I love to travel with my kids. I am lucky to have the means to do so, but travel shouldn’t be a luxury. It is such a great way to understand things, to see how other people do things, to really viscerally feel what it is like to live in other people’s shoes. And, of course, adventurous travel helps us determine how to put stress into perspective, and find a way to deal with relatively difficult things and still relax.
I don’t know any Swiss people. A friend’s boyfriend I met long ago was Swiss, and I like Swiss cheese, but that’s all I knew before hopping a plane recently to exchange houses with a Swiss family in Sion.
We arrived at Geneva airport and made our way to pick up the car our host family had left for us. The trust that we strangers have is amazing, sharing houses and cars and even pets. Donald the Cat was to be ours to care for the week of our stay, while our dog Ginger was in their care.
The kids, awake all night watching movies on the flight, sleepily responded as I pointed out the beautiful chalets and the vistas of the Alps towering over the villages that dotted Lake Geneva along our path.

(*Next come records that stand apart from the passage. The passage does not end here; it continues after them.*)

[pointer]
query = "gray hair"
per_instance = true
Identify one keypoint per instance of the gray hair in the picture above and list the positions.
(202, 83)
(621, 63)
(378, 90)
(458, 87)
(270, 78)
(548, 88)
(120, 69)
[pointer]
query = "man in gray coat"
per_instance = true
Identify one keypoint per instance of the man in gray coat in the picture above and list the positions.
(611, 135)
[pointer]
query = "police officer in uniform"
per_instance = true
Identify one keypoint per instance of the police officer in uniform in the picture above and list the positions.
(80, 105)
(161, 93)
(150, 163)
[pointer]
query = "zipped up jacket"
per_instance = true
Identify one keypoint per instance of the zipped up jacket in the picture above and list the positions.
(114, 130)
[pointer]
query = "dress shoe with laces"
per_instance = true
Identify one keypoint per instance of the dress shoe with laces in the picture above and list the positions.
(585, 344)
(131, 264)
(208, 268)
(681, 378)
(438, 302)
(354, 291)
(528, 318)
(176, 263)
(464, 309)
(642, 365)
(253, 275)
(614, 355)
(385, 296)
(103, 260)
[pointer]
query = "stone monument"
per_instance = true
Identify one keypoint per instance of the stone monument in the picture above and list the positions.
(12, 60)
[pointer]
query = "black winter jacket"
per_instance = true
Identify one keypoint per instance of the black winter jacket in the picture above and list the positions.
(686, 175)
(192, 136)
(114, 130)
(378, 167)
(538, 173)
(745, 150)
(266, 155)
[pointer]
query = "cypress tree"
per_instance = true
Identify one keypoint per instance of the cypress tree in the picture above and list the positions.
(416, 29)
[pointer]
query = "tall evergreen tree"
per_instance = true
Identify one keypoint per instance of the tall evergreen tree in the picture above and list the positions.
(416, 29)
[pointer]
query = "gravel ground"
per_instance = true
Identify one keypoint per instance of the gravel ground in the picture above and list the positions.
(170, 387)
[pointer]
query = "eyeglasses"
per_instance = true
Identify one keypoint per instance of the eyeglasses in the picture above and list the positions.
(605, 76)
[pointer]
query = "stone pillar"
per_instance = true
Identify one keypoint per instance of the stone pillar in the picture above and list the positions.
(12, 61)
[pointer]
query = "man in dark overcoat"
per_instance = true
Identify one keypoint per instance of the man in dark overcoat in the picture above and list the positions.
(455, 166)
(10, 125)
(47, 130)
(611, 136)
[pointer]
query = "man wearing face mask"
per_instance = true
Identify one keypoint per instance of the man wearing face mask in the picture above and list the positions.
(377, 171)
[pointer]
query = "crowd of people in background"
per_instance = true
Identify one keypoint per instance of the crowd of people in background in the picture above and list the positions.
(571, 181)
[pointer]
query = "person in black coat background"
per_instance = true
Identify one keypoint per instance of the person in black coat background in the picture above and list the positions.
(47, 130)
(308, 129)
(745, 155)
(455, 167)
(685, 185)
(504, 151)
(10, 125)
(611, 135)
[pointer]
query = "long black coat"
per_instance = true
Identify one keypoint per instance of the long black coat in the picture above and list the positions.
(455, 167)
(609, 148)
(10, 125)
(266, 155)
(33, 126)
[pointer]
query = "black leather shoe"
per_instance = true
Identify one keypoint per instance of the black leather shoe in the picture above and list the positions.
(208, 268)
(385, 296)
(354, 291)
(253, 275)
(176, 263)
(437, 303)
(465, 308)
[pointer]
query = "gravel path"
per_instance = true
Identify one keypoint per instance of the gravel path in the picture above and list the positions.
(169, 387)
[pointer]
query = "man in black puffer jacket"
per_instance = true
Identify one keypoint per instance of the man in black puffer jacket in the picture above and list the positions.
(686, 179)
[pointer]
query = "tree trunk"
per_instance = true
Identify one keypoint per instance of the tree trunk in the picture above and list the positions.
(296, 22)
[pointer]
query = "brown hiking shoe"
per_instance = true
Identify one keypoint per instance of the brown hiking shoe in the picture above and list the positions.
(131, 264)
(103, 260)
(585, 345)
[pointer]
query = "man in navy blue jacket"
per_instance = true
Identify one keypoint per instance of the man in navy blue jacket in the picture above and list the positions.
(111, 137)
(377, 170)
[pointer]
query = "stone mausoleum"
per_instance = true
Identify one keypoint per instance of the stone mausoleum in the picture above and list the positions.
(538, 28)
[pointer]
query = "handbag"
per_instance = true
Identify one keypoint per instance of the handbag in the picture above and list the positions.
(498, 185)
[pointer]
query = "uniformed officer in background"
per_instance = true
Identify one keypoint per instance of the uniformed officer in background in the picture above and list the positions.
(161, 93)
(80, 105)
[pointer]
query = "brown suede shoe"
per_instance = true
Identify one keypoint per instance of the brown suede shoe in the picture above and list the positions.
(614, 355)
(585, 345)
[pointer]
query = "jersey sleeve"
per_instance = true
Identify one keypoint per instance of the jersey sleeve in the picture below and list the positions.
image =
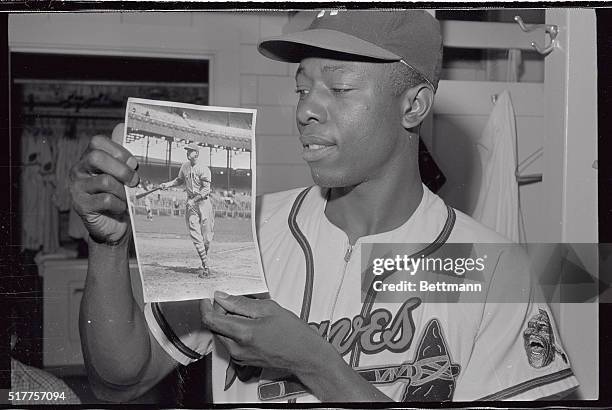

I am always a bit nervous driving stick shift, but my husband doesn’t know how, so I do it. Making our way to the house, up in the hills above Sion, was slightly nerve-wracking but exciting too. A modern architect-designed place, its doors opened onto a yard with a view of the town’s castle and abbey on neighboring hills. Breathtaking.
I’d been nervous leading up to the trip, knowing that touring cities without knowing the language or where you are, staying in someone else’s house and driving someone else’s car, taking care of someone else’s pet, has its challenges.
Certainly, the fridge our hosts left full of local meats and cheeses and jams was amazing, and the views from the house and the places we drove to and explored — the towns of Nendaz and Vevey and Leukerbad — were incredible. So many lessons come from what we see and do. But so much of any journey we take is also how we all deal with the stresses.
Switzerland provided lots of lessons. There was the how to breathe while driving down narrow mountain paths that are two-way but only allow passage of one car at a time alongside thousand-foot cliffs (use that mindfulness training, Steph); the what we do when someone cracks their head on a castle wall (G’s answer: Just hold a paper towel to soak up the blood from the gash and keep on sightseeing); how to handle the chicken in the house, then the hedgehogs (in both cases, just chase and shoo them back out to the yard); how to proceed when one of the kids gets sick and throws up at the thermal baths (let him lie down until he revives and then watch him speedily climb down a 3,000-plus- foot mountain); how to react when the gates come down in the parking lot for the night just after we pull in (just park and pray that it will be there in the morning when the garage opens, because there’s no one to ask and they probably wouldn’t speak English if there was.)
The challenge of relaxing and teaching the kids to relax amidst the many unforeseen adventures of travel is what always stands out in my mind as a big reason to sign on for these kinds of trips. They are a metaphor for the concurrent joys and challenges of everyday life, the ups and the downs that we are going to encounter wherever, whenever.
It is a lifelong lesson I feel blessed to try to learn alongside my kids, to enjoy and appreciate and weather difficulties with a c’est la vie.